11/8/10

3:21 a.m

Oh hello people-who-havent-sleep-yet. Like yeahh its 3something now, and I'm not asleep yet. Duhh =.= So, I dont really know what to talk about. Oh I love this thingy up here I found in my tumblr. This is soooo right.

Okay, change topic. I still miss him. We havent talk to eachother for like a couple of days now. I feel so lonely, really. Right now, I'm always feeling so sick. I don't eat a lot. I sleep a lot. I stayed up late like..now. Bad habits just getting worst. I dont know when is this going to last. I havent got any clue why you treat me this way. But maybe you dont know me so well. I'm not the kinda person who gives up so fast.
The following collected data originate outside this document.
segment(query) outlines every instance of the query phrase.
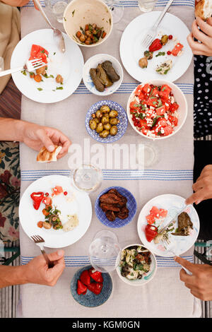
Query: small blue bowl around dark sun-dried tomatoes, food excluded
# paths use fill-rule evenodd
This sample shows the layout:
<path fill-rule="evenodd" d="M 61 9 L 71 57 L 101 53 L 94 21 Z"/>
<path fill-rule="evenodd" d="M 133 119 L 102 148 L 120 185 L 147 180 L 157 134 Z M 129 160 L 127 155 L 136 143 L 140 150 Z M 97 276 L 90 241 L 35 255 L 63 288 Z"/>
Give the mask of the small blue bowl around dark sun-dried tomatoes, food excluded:
<path fill-rule="evenodd" d="M 127 198 L 126 208 L 129 209 L 129 215 L 126 219 L 116 218 L 114 221 L 110 221 L 107 219 L 105 212 L 102 211 L 102 209 L 100 208 L 100 196 L 102 196 L 102 194 L 107 193 L 107 191 L 109 191 L 110 189 L 117 189 L 117 191 L 119 191 L 119 194 Z M 129 224 L 131 220 L 134 218 L 136 210 L 137 210 L 136 199 L 129 190 L 122 188 L 122 186 L 110 186 L 109 188 L 104 189 L 99 194 L 98 198 L 95 201 L 95 214 L 97 215 L 100 222 L 107 227 L 119 228 Z"/>

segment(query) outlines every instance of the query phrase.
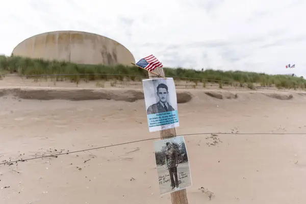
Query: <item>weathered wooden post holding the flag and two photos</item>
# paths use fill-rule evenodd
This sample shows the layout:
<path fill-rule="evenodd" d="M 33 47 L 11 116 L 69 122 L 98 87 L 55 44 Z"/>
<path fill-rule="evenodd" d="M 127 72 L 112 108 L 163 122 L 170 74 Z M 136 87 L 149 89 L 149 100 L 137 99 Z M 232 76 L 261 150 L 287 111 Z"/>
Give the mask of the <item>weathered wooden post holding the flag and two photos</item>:
<path fill-rule="evenodd" d="M 161 75 L 161 77 L 165 77 L 165 72 L 164 72 L 164 69 L 162 67 L 155 68 L 154 72 Z M 150 73 L 148 71 L 148 74 L 149 74 L 150 79 L 151 78 L 156 79 L 156 75 L 154 73 Z M 175 128 L 160 131 L 160 136 L 161 136 L 161 139 L 164 139 L 165 137 L 176 137 Z M 171 195 L 171 203 L 172 204 L 188 204 L 186 189 L 171 192 L 170 195 Z"/>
I never back down when it comes to dealing with someone I love. Eventhough it hurts inside, I believe that I'll always have the stronger side of me. Always smile when I feel like sighing. Always laugh when I feel like crying. Always walk when I feel like lying. And always love when I feel like hating. I miss you FSBJ. So badly missing you. When will you realize this? Like are you even reading this? Hmm. I know " Happiness don't last forever. It'll only last maybe for seconds, minutes, hours, days or weeks. " You will only feel happiness for awhile and then you'll get back to your normal life. Sometimes its hard for me to go to sleep without you singing me song or specifically giving song lyrics before I sleep. And and, I really miss our second date in the car. You hold me tight, your head on my shoulder. Then you teach me how to french because, damnn I'm not really good at it. :p And how hard it is to let you go before we get back to our lives. After one hug, you hold me by the hand and I would go " awww one more one more " and another hug. :') Then after I got out the car, you said I Love You with a smile. And damnn, I slept smiling that night man! Jeezz. What more can I ask when I just want you in my life and I consider that as enough. But now, things are starting to fall apart. Little by little I feel like losing you. Sayang, I dont want that! Losing you means losing myself. Losing my faith, hopes and dreams. Maybe, thats what you want me to feel? Is it?